My name is XXXXX XXXXX X hold a Clinical Master's Degree in Social Work with a focus on Adult Mental Health. I currently provide general Life Coaching.
Please give me a moment to read your question
Ok, I read your question. Have you asked him what he meant by "Be happier with someone else"?
It almost sounds as though he has made up his mind already
Yes, he thinks I want someone who likes to go to church and do things I enjoy (church, volunteering, etc)
Is that something that you would like?
Have you asked him if he is already seeing someone else?
I wish he would do those things but we've been married a long time and I'm used to doing them by myself.
Yes I did ask him and he said no.
So, did you ask him why he would like to separate from you? Is there something wrong with your connection? It shows you going in and out of the chat session
I don't think there's anything wrong with my connection...
I did ask him and he said that he thought he should be somewhere else because he knows his mood impacts me and our adult sons.
Ok. Wouldn't him leaving the family home have a greater impact on all of your emotional and mental well-being?
The following is what I am seeing on my screen.

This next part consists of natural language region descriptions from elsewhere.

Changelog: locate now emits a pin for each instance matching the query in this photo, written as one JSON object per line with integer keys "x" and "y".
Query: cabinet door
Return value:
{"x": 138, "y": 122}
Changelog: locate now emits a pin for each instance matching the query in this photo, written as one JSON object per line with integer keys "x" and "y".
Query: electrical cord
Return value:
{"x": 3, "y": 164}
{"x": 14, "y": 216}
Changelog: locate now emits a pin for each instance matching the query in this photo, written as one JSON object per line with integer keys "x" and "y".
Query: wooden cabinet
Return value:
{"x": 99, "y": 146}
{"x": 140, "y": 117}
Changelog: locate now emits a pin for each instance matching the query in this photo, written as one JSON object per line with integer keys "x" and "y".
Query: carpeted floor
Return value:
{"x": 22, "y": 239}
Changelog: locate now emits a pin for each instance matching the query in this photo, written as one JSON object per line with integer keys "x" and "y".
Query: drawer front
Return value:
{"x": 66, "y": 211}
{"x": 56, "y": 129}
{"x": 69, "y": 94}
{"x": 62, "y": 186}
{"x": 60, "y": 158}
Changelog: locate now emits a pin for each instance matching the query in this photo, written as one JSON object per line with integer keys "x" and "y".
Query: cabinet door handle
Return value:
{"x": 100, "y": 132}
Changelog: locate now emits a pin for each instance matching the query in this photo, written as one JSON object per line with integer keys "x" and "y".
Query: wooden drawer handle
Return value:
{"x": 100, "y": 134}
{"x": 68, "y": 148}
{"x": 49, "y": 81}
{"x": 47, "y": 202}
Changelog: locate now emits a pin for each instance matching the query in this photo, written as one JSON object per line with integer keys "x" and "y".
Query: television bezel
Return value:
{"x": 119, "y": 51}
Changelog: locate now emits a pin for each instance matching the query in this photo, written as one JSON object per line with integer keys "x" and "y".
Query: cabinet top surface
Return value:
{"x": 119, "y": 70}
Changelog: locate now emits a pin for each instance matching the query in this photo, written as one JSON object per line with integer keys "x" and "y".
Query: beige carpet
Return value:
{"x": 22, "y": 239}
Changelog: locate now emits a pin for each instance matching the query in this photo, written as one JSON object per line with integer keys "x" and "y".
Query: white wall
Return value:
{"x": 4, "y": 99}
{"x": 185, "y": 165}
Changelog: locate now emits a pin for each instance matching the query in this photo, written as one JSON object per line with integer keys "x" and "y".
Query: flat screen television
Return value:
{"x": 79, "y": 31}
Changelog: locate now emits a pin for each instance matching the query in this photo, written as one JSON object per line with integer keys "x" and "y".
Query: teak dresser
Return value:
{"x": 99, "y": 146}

I think it would. I think he's been unhappy a long time but I don't know how to help him. He also said he doesn't want me to overreact about this. He thinks we'll "always stay best friends" no matter what.
How do you feel about him leaving? Are you ok with just being best friends with him?
I would be sad. It isn't great to have to watch his moods all the time so it would be a relief for that but I do still love him. I can't really imagine my life without him in it. I don't know how I would feel about "friends.
Have you asked him if there is anything that you or he can do to salvage the relationship and work towards reconciling it so he would stay.
No, I said I thought he should go to counselling which he started and that we should do marital counseling. We haven't really talked about it except he told me he was "processing" his first therapy visit but didn't want to talk to me about it.
I too would suggest couples counseling to determine what the underlying issue is that is causing this rift in your relationship, and causing him to want to leave.
I know part of the problem was he thought I was in love with my Pastor. The Pastor and I no longer talk and I was sad which my husband supported me through.
How are all the other aspects of your relationship, i.e. communication with one another and intimacy?
Intimacy is less, he's very quiet and we don't really touch or have much affection. He doesn't really respond when I say I love him, he used to say it on the phone but now just says goodbye.
Has this been going on for a long time now? It sounds as though he has already ended the marriage, and there is not much that can be done to salvage the relationship at this point. Have you considered discussing with him an amicable break up.
No I haven't , I would hope he would do marital counseling. I guess I'll ask him about that and see what he says.
I realize that it is very upsetting, but his unwillingness to share with you how his therapy session and that he has already begun discussing a long lasting friendship makes me believe that he has already moved on. I would ask him whether he has any intention of repairing this marriage, or is he simply finding a gentle way of ending it.
Thanks for the answer. I'll talk to him and see what he says.